La Cour de cassation a donc cassé l'arrêt rendu rendu le 20 avril 2017 par la cour d'appel de Paris et ordonné un nouveau procès en appel. "Cet arrêt a le mérite de dire les choses clairement : il n'y a pas antinomie entre contrat de travail et travailleurs des plateformes", a estimé Manuela Grévy, avocate du livreur et de la CGT, auprès de nos confrères de l'AFP.
"C'est une décision très importante", a réagi Gilles Joureau, avocat qui a défendu aux prud'hommes une douzaine de coursiers de Take Eat Easy, tous déboutés. Pour lui, "cet arrêt couronne un long combat pour la reconnaissance du lien de subordination". "C'est bien que la Cour de cassation tranche enfin ces questions", a également salué Me Kevin Mention, qui conseille aux prud'hommes une centaine d'anciens livreurs Take Eat Easy, "sans issue favorable" pour l'instant. Il accompagne également la plainte au pénal déposée contre Take Eat Easy par 119 livreurs pour travail illégal et dissimulé.

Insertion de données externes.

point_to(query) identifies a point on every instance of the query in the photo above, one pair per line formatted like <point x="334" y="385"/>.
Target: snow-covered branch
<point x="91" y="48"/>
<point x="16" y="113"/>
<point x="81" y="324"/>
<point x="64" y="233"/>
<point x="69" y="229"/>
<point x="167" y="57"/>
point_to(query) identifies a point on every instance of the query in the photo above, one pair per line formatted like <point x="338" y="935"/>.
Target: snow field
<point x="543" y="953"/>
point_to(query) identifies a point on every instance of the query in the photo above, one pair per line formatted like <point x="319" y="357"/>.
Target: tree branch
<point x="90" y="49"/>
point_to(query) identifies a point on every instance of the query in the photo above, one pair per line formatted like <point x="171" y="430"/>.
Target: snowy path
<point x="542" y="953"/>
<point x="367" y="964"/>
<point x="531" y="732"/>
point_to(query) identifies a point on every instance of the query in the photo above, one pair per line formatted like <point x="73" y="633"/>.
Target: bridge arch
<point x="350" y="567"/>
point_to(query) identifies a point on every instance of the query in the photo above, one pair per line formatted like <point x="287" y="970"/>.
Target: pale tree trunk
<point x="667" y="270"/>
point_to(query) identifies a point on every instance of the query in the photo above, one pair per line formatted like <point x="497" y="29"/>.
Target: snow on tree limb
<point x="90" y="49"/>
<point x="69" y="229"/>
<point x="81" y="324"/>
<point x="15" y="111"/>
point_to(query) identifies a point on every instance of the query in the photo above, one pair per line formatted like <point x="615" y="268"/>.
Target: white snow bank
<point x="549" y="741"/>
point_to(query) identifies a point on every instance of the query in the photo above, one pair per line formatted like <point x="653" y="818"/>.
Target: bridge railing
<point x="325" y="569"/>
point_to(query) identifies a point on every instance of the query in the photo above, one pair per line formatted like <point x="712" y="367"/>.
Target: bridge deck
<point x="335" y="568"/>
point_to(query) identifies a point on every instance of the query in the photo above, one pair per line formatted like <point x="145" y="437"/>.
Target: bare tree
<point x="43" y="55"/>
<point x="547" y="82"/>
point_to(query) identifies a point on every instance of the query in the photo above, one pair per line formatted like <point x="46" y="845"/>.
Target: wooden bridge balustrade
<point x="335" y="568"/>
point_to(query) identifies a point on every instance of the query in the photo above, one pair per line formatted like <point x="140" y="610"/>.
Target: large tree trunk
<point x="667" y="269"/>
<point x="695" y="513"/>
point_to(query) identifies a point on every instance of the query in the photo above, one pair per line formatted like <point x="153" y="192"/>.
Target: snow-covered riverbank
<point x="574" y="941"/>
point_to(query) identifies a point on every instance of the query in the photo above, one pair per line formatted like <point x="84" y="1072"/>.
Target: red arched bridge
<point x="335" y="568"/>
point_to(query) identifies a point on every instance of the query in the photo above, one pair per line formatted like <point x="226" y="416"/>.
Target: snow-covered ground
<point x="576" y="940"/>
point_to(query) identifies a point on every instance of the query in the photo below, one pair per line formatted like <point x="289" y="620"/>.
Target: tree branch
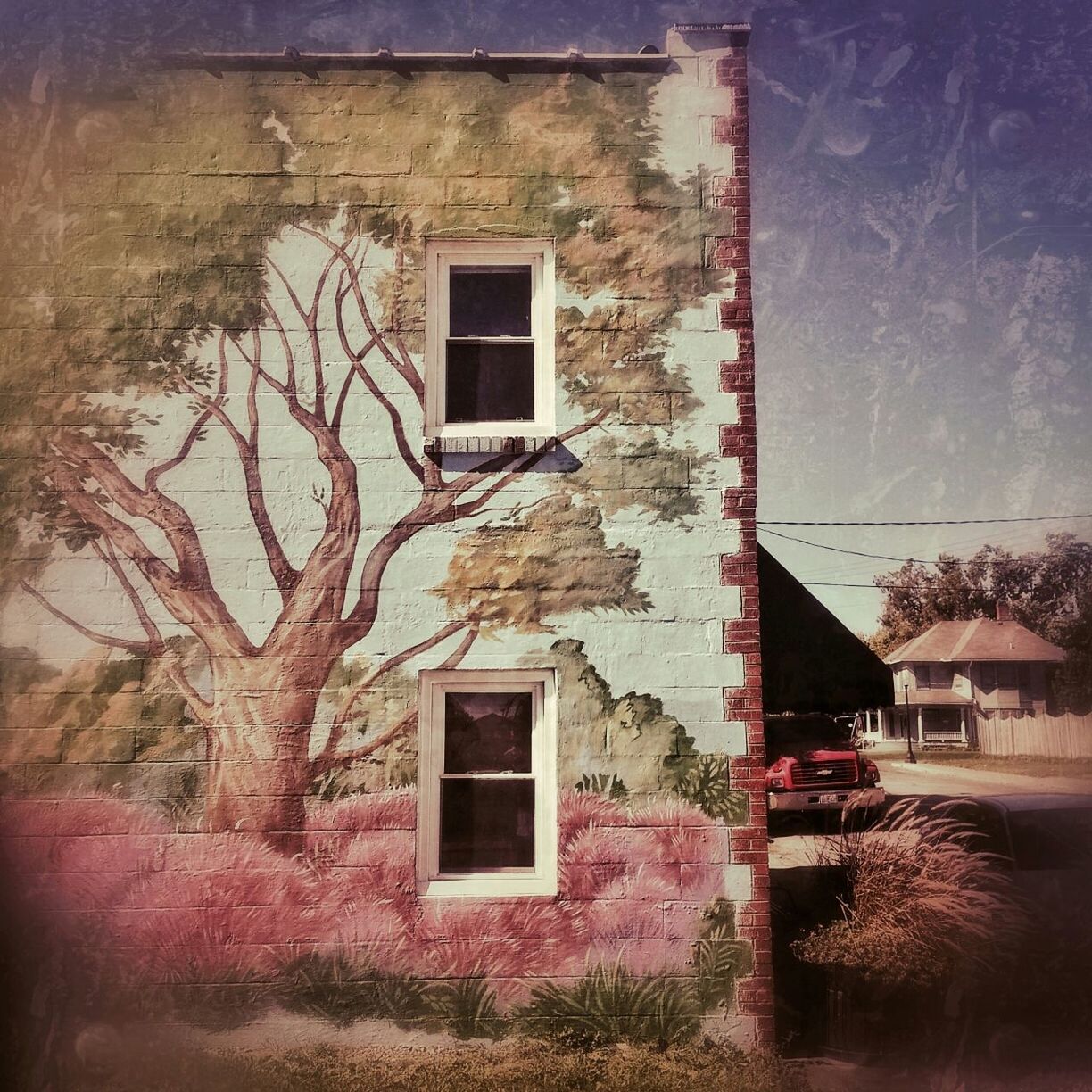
<point x="343" y="396"/>
<point x="110" y="557"/>
<point x="337" y="727"/>
<point x="402" y="725"/>
<point x="142" y="648"/>
<point x="406" y="371"/>
<point x="284" y="575"/>
<point x="355" y="360"/>
<point x="188" y="592"/>
<point x="177" y="674"/>
<point x="310" y="319"/>
<point x="191" y="437"/>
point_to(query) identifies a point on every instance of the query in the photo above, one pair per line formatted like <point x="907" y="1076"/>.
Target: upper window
<point x="487" y="783"/>
<point x="489" y="337"/>
<point x="935" y="676"/>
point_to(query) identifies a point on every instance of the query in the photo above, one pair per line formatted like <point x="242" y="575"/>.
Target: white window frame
<point x="542" y="879"/>
<point x="440" y="254"/>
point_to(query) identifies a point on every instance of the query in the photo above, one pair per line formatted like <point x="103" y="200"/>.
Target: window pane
<point x="491" y="383"/>
<point x="491" y="302"/>
<point x="487" y="824"/>
<point x="487" y="732"/>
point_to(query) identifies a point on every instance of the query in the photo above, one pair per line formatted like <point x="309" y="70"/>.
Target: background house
<point x="958" y="674"/>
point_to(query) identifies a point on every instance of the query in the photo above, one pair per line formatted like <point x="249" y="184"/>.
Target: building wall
<point x="232" y="583"/>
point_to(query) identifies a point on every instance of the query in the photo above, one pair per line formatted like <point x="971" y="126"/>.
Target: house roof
<point x="975" y="640"/>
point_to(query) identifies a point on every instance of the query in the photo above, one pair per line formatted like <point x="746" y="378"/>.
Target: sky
<point x="922" y="193"/>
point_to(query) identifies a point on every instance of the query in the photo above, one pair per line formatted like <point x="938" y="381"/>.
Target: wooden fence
<point x="1041" y="734"/>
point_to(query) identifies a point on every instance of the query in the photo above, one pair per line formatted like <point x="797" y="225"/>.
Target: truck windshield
<point x="793" y="737"/>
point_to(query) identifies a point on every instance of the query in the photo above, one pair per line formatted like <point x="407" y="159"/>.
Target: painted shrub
<point x="230" y="552"/>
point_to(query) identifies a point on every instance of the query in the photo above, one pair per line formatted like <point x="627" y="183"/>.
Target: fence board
<point x="1065" y="735"/>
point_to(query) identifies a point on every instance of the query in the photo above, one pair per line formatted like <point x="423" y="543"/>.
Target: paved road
<point x="901" y="779"/>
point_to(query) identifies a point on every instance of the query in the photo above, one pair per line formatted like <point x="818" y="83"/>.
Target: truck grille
<point x="807" y="774"/>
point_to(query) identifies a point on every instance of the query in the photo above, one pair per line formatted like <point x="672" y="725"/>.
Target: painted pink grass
<point x="115" y="876"/>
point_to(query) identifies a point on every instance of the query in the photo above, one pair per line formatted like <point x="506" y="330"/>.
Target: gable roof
<point x="978" y="639"/>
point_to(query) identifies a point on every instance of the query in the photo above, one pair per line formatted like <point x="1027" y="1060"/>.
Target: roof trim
<point x="477" y="60"/>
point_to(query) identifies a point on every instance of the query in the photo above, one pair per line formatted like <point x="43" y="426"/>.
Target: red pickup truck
<point x="813" y="765"/>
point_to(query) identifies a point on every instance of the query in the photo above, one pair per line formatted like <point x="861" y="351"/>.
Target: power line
<point x="914" y="523"/>
<point x="883" y="557"/>
<point x="832" y="583"/>
<point x="847" y="569"/>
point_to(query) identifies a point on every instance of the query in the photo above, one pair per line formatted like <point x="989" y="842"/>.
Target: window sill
<point x="487" y="887"/>
<point x="485" y="444"/>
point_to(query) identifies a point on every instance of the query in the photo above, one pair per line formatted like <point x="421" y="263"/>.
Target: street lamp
<point x="910" y="740"/>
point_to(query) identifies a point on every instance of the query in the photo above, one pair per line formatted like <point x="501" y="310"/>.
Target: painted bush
<point x="229" y="552"/>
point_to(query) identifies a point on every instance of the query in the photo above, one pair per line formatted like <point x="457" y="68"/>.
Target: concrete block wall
<point x="210" y="749"/>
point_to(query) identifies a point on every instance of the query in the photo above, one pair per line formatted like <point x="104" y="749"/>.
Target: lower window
<point x="487" y="783"/>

Cette décision pourrait en effet être favorable à nombre de leurs clients. Elle remet en tout cas en question le modèle économique des entreprises de livraison par coursier. Si Take Eat Easy a mis la clé sous la porte en août 2016 - mettant sur le carreau 2500 personnes en France -, d'autres sociétés ont du souci à se faire, à l'image de Deliveroo ou Uber Eats.